Il progresso si ottiene completando un turno e passando al successivo, con la tensione che cresce man mano che le notti avanzano. Il design incoraggia a ripetere i singoli turni per affinare le capacità di osservazione e le decisioni sotto pressione, anche se il percorso principale rimane lineare.
Atmosfera e tensione
La paura in 7 Shifts in Subway nasce dall'incertezza e dal timore di aver trascurato qualche dettaglio, non da jump scare o combattimenti. L'ambiente della metropolitana di notte crea un'atmosfera isolata in cui gli unici rumori provengono dal treno, dalle stazioni e dai passeggeri. L'illuminazione è fioca e funzionale, costringendo il giocatore a scrutare con attenzione l'ambiente e le figure che vi si muovono.
Le regole stesse contribuiscono al peso psicologico: violarle comporta conseguenze immediate che concludono il turno. Questo sistema spinge a memorizzare i protocolli fin dall'inizio e ad applicarli con costanza, anche quando le situazioni diventano più ambigue. Dettagli minimi come l'aspetto dei passeggeri, i loro movimenti o i tempi di salita diventano fattori decisivi per arrivare in fondo alla linea.
Vale la pena giocarci?
7 Shifts in Subway è adatto a chi cerca un'esperienza horror basata sull'osservazione e sulla riflessione, piuttosto che su azione o esplorazione. Il focus su attenzione, memoria e rispetto delle regole crea un ciclo di gioco unico che premia la pazienza e i tentativi ripetuti per padroneggiare ogni turno. Chi apprezza la tensione psicologica costruita attraverso routine e anomalie sottili troverà la struttura coinvolgente per tutti e sette i turni.

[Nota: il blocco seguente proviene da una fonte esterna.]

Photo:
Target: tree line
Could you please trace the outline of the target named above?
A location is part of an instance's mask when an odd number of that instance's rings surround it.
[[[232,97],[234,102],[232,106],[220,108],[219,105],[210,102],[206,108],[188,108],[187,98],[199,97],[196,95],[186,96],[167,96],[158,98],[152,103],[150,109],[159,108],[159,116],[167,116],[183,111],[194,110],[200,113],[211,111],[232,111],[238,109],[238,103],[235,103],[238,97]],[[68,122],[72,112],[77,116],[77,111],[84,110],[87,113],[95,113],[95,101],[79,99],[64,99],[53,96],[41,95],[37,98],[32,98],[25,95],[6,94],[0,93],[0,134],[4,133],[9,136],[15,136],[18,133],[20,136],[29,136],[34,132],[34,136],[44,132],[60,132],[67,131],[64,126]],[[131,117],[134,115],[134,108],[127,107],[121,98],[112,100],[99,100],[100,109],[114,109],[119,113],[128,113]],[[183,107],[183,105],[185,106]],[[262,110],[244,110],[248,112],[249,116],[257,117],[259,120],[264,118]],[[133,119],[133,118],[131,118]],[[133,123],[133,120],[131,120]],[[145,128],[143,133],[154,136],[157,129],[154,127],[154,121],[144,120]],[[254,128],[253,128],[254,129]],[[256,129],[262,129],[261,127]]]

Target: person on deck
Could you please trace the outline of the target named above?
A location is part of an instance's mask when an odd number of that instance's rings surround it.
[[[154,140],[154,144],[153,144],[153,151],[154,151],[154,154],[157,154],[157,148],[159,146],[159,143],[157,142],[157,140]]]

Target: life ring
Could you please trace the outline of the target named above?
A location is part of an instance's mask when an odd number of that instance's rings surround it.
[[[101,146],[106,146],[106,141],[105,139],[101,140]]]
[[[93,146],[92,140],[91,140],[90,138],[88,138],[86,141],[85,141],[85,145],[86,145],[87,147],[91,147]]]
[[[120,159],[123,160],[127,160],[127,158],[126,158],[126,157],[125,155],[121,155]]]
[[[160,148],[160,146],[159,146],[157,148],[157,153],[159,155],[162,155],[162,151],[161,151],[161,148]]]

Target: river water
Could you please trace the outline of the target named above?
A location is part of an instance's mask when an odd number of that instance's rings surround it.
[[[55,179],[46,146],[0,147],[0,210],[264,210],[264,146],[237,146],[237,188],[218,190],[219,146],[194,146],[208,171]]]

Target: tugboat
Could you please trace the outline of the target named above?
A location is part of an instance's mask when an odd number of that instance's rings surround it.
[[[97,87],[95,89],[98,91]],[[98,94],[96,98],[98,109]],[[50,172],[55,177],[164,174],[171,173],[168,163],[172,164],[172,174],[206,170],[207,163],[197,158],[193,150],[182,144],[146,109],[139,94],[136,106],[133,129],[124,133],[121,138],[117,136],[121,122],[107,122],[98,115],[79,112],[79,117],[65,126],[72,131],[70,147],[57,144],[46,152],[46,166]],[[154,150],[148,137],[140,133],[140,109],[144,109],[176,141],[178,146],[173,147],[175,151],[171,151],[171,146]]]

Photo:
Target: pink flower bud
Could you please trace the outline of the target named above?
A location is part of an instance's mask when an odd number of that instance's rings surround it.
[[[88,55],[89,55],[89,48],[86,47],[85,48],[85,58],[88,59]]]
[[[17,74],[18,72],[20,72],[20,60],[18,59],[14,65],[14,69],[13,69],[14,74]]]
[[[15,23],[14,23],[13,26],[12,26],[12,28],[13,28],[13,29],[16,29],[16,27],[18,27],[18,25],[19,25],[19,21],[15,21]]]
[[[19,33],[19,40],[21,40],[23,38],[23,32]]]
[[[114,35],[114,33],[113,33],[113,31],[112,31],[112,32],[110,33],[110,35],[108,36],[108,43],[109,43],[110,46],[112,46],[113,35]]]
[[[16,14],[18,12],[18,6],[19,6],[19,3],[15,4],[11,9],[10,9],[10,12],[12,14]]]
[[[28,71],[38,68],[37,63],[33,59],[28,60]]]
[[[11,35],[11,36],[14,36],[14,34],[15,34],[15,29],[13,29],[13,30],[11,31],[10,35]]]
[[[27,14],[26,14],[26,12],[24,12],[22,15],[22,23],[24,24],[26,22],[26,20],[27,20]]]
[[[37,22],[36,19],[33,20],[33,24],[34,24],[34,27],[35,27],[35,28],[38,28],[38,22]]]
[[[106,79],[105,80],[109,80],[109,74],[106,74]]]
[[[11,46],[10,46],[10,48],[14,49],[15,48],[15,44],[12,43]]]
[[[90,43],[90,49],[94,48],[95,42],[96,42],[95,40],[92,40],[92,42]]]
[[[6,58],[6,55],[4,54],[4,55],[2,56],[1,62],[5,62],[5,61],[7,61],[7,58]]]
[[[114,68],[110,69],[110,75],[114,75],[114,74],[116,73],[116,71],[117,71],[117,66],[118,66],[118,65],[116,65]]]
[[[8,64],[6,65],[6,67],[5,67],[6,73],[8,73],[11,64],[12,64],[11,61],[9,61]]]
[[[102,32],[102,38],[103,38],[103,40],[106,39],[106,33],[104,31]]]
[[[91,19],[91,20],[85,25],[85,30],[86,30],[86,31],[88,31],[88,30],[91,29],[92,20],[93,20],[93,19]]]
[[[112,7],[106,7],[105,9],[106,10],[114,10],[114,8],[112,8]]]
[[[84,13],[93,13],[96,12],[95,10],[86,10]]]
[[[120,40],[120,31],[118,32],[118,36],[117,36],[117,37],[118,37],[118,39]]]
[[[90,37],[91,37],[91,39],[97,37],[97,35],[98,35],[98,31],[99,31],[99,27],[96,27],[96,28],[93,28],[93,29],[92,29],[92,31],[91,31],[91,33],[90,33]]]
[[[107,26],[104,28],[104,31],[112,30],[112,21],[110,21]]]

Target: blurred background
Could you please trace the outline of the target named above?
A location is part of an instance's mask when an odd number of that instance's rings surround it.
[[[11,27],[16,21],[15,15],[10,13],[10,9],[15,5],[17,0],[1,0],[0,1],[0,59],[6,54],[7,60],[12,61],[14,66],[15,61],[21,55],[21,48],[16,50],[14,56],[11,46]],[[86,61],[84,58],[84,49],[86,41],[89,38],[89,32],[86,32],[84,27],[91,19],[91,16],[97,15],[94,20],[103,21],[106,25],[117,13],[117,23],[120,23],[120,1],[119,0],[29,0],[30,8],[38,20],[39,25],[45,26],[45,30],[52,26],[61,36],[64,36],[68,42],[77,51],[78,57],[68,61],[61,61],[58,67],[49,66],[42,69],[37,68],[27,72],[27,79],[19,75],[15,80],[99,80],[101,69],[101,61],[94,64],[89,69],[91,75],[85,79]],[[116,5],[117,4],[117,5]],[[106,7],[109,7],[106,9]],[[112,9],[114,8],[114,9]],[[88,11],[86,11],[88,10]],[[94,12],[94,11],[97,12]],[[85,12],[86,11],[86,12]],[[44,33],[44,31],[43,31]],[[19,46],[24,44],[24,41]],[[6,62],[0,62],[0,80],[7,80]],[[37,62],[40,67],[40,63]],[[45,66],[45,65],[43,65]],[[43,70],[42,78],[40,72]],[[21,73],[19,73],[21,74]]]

Il gioco non offre componenti multiplayer né modalità aggiuntive oltre alla progressione dei turni, quindi si rivolge soprattutto a chi gioca da solo e apprezza un ritmo più lento e decisioni ad alto rischio. Disponibile su PS5, permette un accesso immediato a questo tipo di simulazione horror senza richiedere acquisti extra o aggiornamenti continui. Se l'idea di gestire una linea metropolitana notturna individuando le minacce attraverso un'attenta osservazione corrisponde alle proprie preferenze, il titolo offre un'esperienza focalizzata proprio su questi meccanismi.